💼Vector Store

What is a Vector Database?

In the context of BeyondLLM (Retrieval Augmented Generation), a vector database plays a crucial role in efficiently storing and managing vector embeddings generated from your text data. These embeddings capture the semantic meaning and relationships within the text, enabling rapid retrieval of relevant information based on user queries.

Vector databases are optimized for similarity search, making them essential for effective RAG applications. Available Vector Databases are:

1. Chroma

BeyondLLM currently integrates with Chroma, a powerful and purpose-built vector database designed for high-performance similarity search and efficient management of vector embeddings.

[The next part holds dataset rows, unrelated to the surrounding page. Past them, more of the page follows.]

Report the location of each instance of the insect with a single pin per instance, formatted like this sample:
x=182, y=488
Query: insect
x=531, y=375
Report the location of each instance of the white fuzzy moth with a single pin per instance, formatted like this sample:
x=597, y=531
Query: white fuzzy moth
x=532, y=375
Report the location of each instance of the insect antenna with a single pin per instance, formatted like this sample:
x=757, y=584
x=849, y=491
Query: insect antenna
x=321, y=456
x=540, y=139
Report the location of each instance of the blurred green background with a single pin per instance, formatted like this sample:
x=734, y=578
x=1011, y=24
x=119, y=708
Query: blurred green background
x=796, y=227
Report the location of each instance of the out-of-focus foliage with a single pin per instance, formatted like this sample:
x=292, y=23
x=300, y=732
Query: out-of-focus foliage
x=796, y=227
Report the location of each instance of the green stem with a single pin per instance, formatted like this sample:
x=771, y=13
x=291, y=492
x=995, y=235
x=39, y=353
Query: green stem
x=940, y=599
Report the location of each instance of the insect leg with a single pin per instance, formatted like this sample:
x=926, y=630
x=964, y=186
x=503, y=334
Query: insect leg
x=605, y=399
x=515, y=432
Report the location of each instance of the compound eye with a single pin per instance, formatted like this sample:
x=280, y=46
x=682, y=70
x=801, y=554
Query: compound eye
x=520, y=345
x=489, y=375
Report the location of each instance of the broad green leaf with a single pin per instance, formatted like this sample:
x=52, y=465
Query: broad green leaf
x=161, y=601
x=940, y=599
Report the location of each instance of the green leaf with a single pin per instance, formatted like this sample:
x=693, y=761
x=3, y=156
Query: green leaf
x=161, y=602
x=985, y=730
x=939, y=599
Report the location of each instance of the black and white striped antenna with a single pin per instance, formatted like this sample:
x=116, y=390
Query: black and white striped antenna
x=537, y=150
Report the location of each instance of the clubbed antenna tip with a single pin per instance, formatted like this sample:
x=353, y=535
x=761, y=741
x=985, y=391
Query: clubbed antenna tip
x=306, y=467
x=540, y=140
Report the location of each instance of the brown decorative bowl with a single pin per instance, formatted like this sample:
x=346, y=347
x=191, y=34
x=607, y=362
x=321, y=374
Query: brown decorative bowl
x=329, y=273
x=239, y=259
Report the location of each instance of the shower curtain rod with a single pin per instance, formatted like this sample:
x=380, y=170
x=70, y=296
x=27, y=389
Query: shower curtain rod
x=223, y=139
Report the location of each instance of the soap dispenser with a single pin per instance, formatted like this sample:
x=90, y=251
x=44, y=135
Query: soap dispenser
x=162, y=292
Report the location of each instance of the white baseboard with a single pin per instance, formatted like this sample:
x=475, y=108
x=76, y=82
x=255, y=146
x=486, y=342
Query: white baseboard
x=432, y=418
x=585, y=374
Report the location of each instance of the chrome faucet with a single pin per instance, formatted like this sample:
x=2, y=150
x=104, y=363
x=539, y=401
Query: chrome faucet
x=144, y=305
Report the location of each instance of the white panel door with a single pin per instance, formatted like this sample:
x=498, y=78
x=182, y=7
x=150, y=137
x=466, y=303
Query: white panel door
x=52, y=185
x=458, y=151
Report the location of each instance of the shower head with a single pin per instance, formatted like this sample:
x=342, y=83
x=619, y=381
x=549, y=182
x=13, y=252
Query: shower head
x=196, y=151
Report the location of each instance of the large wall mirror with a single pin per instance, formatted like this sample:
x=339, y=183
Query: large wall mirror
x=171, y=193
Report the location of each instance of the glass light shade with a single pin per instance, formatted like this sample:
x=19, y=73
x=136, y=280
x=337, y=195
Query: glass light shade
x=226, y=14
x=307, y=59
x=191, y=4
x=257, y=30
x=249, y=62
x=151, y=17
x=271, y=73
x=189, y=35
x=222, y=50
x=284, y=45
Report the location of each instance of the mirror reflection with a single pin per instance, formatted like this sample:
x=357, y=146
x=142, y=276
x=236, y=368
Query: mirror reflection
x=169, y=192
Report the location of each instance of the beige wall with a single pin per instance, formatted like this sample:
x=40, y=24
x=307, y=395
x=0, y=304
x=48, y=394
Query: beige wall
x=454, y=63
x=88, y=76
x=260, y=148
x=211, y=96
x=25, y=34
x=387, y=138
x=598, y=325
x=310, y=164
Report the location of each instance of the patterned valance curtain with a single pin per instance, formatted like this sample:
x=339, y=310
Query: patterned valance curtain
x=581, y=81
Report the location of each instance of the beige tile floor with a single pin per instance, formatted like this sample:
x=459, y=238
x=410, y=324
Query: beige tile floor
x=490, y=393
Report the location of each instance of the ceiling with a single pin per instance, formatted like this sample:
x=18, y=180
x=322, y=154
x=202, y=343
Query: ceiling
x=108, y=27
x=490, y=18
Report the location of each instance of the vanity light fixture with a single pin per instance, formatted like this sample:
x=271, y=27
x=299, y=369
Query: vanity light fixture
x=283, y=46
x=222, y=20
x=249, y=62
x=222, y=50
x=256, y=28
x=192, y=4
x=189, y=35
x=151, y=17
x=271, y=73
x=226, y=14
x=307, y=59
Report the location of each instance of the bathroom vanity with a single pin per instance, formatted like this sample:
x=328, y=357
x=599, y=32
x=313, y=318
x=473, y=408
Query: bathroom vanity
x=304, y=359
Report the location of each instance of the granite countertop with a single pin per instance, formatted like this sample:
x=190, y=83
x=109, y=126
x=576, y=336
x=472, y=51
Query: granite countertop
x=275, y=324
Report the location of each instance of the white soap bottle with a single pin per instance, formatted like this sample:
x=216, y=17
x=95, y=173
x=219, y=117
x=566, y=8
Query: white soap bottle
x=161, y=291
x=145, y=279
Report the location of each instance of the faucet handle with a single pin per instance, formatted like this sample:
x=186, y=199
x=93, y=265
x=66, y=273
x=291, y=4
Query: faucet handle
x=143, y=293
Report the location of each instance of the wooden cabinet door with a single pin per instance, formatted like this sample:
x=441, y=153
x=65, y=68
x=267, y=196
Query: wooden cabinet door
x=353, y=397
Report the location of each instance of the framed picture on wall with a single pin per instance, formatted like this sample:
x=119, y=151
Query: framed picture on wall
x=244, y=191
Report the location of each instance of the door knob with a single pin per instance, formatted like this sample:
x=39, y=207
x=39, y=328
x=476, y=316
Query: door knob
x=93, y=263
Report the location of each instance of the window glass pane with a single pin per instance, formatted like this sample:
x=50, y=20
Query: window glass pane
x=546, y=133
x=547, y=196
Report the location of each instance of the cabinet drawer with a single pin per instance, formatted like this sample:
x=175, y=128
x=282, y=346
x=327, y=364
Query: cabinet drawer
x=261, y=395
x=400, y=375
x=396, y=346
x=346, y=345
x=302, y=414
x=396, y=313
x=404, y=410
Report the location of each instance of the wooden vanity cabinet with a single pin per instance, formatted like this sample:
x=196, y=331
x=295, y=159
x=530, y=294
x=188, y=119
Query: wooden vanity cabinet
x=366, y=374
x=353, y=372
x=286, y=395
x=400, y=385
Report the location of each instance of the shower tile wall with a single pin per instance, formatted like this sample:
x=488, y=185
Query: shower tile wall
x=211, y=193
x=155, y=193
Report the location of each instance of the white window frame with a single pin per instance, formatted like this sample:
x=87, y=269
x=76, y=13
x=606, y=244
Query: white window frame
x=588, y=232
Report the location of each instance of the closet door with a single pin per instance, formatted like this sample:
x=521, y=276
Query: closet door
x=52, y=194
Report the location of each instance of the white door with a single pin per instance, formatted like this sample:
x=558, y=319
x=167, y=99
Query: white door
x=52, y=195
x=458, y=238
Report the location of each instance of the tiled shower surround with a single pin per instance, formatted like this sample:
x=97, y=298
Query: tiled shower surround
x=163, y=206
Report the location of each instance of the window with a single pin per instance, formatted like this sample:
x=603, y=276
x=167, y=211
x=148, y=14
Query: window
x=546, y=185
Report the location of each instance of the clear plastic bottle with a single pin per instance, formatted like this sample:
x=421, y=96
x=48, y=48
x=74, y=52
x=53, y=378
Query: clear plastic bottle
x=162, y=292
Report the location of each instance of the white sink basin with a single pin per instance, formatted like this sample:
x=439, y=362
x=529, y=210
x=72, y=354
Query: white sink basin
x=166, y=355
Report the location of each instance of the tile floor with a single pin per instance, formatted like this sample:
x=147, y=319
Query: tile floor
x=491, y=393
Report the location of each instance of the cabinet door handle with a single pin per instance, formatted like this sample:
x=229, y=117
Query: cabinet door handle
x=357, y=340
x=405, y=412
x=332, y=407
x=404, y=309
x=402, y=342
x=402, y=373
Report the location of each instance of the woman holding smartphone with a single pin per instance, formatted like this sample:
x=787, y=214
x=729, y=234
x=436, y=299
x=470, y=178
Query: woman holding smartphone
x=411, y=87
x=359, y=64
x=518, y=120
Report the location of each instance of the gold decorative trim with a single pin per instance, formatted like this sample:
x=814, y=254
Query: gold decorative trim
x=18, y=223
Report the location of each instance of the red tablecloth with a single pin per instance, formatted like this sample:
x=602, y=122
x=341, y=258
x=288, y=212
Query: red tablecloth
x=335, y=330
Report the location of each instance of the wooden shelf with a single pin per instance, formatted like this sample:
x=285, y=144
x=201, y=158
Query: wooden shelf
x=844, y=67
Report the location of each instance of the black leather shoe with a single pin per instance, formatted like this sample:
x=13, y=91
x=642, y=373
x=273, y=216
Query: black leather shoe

Parameters for ChromaVectorDb:

  • collection_name (required): Specifies the name of the collection within Chroma to store your embeddings. This helps organize and manage different sets of embeddings within the database.

  • persist_directory (optional): The directory path to persist the Chroma database on disk. If not provided or set as an empty string (""), the Chroma instance will be ephemeral and created in memory, meaning the data will not be saved after the program ends.

Code Example:

from beyondllm.vectordb import ChromaVectorDb

# Persistent Chroma instance with data stored on disk, else don't pass persist_directory
vectordb = ChromaVectorDb(collection_name="my_persistent_collection", persist_directory="./db/chroma/")

2. Pinecone

Pinecone is a fully managed vector database service designed to provide high performance and scalability for similarity search applications. It offers a robust and user-friendly platform for storing, indexing, and querying vector embeddings, making it an excellent choice for BeyondLLM's Retrieval Augmented Generation (RAG) capabilities.

Parameters:

  • api_key (required): Your Pinecone API key for accessing the service.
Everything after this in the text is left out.